Whoever employs his capital according to the measure in which he sees it influence the productive net return, employs it well; whoever does otherwise, employs it badly. On this point universal opinion is united now, as it will be in the communistic state. The universal opinion to which we refer is not, however, the untrained judgment of the public in matters of theory, but the ripe expression of experience.1
In what follows I understand by the term capital the perishable or (with the extended meaning explained in the text) the movable means of production. This conception is adapted to the conditions of a communistic state, in which the national income is obtained solely through production. To take note of those forms of capital which serve in the formation of income outside of production, seemed to me out of place, these being too closely connected with the specific conditions of the existing economic order of things. For the same reason I also refrain from taking into consideration those constituent parts of an undertaker's capital which do not belong to the technical means of production. I have, however, appended, in Book IV. chap. viii., a discussion of the interest on consumption loans and house rent, and, at the end of Book V. chap. xi., I have looked at the interest which comes from the undertaker's wage fund.
Among such cases I should include also those where the use of capital in-creases the previous productiveness of production. Here we see with particular clearness that the additional net return must be credited to the capital. It would, however, be an error to believe that capital can receive a share of net return only when its use has directly increased the previous productiveness of production, or that it would be deprived of this share as soon as the world became accustomed to the increased effects. Experience shows us the productivity of capital even in a stationary economy. On this account all theories are inadequate which derive the productivity of capital solely from its capacity to promote the development of economic life.
The theory of interest, like that of rent, has always been discussed very much by itself; discussed. I mean to say, without any previous examination of the general laws of imputation. The result, however, as regards interest, has been immensely less satisfactory than as regards rent.
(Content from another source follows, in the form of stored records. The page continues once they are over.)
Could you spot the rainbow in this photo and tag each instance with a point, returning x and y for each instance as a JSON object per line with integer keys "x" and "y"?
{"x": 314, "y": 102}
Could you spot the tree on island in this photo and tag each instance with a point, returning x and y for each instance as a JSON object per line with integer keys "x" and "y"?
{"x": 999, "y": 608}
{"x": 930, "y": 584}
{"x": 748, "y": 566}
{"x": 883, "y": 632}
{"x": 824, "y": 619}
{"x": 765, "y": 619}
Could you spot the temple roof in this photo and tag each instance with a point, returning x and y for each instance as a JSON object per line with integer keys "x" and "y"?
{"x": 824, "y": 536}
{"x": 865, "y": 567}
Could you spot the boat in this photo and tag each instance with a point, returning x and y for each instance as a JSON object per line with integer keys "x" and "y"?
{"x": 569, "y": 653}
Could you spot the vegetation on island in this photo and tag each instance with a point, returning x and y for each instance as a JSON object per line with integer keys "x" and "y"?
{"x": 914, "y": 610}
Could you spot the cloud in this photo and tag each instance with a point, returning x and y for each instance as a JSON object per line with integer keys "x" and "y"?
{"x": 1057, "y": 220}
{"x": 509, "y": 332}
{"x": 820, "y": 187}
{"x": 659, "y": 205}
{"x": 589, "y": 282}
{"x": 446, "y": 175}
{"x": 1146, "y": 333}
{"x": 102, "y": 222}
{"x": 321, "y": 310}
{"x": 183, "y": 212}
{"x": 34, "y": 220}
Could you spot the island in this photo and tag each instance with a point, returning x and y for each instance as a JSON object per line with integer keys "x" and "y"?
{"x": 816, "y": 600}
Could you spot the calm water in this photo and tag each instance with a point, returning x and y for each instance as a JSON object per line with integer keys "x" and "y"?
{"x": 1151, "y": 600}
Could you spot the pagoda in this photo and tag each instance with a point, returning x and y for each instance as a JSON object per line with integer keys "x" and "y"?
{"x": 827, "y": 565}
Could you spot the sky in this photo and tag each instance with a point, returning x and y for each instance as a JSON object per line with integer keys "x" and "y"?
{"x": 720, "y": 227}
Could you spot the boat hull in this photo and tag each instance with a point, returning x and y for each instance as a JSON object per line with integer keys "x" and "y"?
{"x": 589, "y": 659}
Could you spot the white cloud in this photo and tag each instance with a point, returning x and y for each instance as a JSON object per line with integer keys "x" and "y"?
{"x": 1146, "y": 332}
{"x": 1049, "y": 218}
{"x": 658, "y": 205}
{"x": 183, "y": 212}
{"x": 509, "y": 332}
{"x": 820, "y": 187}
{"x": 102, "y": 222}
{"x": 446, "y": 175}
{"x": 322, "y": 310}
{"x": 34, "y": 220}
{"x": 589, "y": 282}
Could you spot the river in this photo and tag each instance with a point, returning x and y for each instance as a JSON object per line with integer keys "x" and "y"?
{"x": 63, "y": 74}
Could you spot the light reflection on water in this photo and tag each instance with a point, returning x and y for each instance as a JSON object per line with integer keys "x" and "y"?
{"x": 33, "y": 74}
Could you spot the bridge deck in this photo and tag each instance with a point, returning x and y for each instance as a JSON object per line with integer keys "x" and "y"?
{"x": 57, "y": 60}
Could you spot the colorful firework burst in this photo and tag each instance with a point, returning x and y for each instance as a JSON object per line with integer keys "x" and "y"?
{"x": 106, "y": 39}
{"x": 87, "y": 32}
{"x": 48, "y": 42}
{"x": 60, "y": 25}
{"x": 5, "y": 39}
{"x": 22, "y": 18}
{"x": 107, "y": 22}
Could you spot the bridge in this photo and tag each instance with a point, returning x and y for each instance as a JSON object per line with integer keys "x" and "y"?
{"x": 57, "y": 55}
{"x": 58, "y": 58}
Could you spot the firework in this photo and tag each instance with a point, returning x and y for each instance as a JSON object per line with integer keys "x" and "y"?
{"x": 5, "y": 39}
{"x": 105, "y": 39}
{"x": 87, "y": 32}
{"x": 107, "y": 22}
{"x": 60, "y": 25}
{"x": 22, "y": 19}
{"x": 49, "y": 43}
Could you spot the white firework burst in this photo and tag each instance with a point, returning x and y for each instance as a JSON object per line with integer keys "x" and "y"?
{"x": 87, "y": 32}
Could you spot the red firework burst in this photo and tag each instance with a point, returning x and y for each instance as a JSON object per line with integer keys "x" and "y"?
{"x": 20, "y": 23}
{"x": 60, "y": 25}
It is easy to understand that in the case of interest we have to deal with the essential point in the problem of imputation, while in the case of rent we have to deal substantially with a detail capable of being conceived by itself,—that, namely, of the differential imputation. Bö hm-Bawerk's great work Geschichte und Kritik der Capitalzins-theorien (Innsbruck, 1884), translated as Capital and Interest (Macmillan), has clearly shown to the scientific world how unsatisfactory all previous attempts at explanation have been.